Farrah, 17, from Shropham near Norwich, has a rare genetic condition, William’s Syndrome, which affects her spatial awareness but she’s always loved music and joined Electric Umbrella last year. She said: “A year ago I was miserable and sad, I didn’t know what to do with myself, I didn’t even make friends.

“Electric Umbrella has helped me to achieve lots of things that I never thought I could.”

Ryan, 18, from Watford, appears in a moving film for this campaign with his mum Jenny, where she talks candidly about how being part of the Electric Umbrella community helps them both. Jenny said: “Ryan has a great sense of humour and he’s known as an entertainer.

“Electric Umbrella has become a bit like a family for us because there are so many other parents of people with special needs so there are people I can go to for advice.”

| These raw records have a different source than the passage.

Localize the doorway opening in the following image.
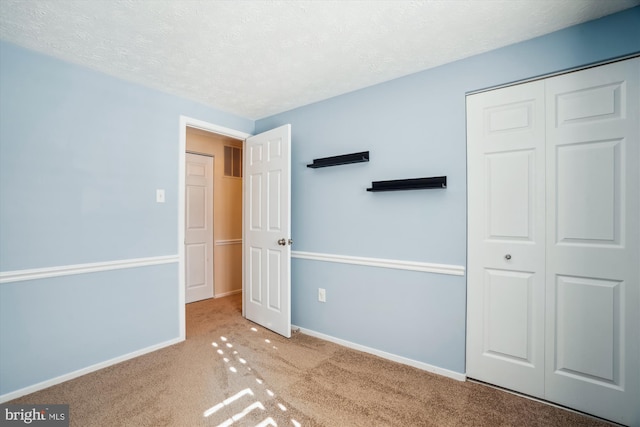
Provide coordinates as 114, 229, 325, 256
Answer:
185, 128, 244, 303
178, 116, 251, 340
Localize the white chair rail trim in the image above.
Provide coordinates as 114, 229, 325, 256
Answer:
215, 239, 243, 246
0, 255, 179, 284
291, 251, 465, 276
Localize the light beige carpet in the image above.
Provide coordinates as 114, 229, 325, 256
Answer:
9, 294, 612, 426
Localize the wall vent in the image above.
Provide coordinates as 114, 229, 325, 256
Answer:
224, 146, 242, 178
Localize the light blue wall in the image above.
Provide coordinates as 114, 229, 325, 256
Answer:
0, 41, 253, 270
0, 264, 177, 394
257, 7, 640, 374
0, 41, 253, 395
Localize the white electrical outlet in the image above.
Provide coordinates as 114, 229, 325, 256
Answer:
318, 288, 326, 303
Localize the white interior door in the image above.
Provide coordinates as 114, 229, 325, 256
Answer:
467, 57, 639, 426
185, 153, 214, 303
466, 80, 546, 398
243, 125, 292, 338
544, 58, 639, 426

During lockdown over 1,500 people  joined the Electric Umbrella community, and they have huge ambitions to grow that number with a blend of digital first and face to face sessions planned in the months ahead.

Creative Director and co-founder Tom Billington said: “We believe our members can do anything they want and be anyone they want to be and we encourage them every step of the way.

“We’d love to see a world where people are no longer defined by their disability but they are recognised for their incredible talents.”